My question/s is/are aiming at a quasi-standard / best-practice. I think this is pretty much a standard development scenario so there must be a 'usual' solution.
Okay ... so lets try with a picture:
V is the virtual test-server for one or more developers D. C and C' are the two code-versions. They should be kept as identical as possible.
Two solutions come to my mind:
1 : Edit C, then upload it to C', then execute C', then commit C.
2 : No C existant. Just C' which is edited through some tunnel technology and executed and committed.
My guts tell me both solutions are semi-optimal. So what would be "professional" / most efficient / fastest / most convenient / most friction-less / least error-prone / best practice / industry standard?
Any questions?
I'm sure everyone has different ways of doing things but here are my thoughts.
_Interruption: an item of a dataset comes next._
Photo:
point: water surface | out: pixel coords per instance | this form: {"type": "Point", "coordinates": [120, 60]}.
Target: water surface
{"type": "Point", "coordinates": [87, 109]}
"Best Practice" is probably "Continous Integration" ie each developer doesn't have their own branch but checks in to a common development branch. This forces them to handle conflicts and coordinate with each other early and often to avoid the lead developer from managing a huge train wreck merge later down the road. Take a look at cruisecontrol if you really want to go that route.
The best way is if they have a local apache web server and full php stack. You can use the Zend_Server community edition to get up and running on windows fast. Most standard php code will run just fine on both Windows and Linux, but if you are doing lots of file manipulation or cron job or cli stuff, or need memecache, etc you'll run into incompatabilities. If thats the case and the Linux only stuff is going to bite you use VMWARE or VirtualBox to run local linux instances and install the IDE inside those and just make sure they have goobs of RAM to deal with it.
Each developer needs to run a syncronize inside of Eclipse, basically an svn update, deal with any conflicts with the other developers right then and there, do local testing and commit their changes.
I setup a post_commit hook on the svn server that calls and /autobuild.php on my web server. autobuild.php runs svn update and gets the latest code changes as well as does any chown or chmod file permissions stuff and resets any server specific config files config.php. Its a little tricky to get it setup so that the apache user can run svn update, but once you do your beta/testing server always has the latest committed code. CruseControl, and several others can also help you do this sort of thing and add unit testing, etc
Now your Lead Developer still has a job to do merging the Development Branch into the Production One, testing on the dev server, and reviewing the commits of the others and deciding how and when to push out a release, but your not putting the burden on him of resolving every conflict and merging every change.
Your developers are not ftping files or ssh remoting into servers, they just work locally in their IDE and interact with each other through svn (and email, phone, chat, etc) updating to get the new code and commiting as they finish things.
I don't see any good coming out of having a seperate branch for each developer using SVN. Merging those branches might work in Git but with SVN your lead developer will be hating life very quickly with that type of setup.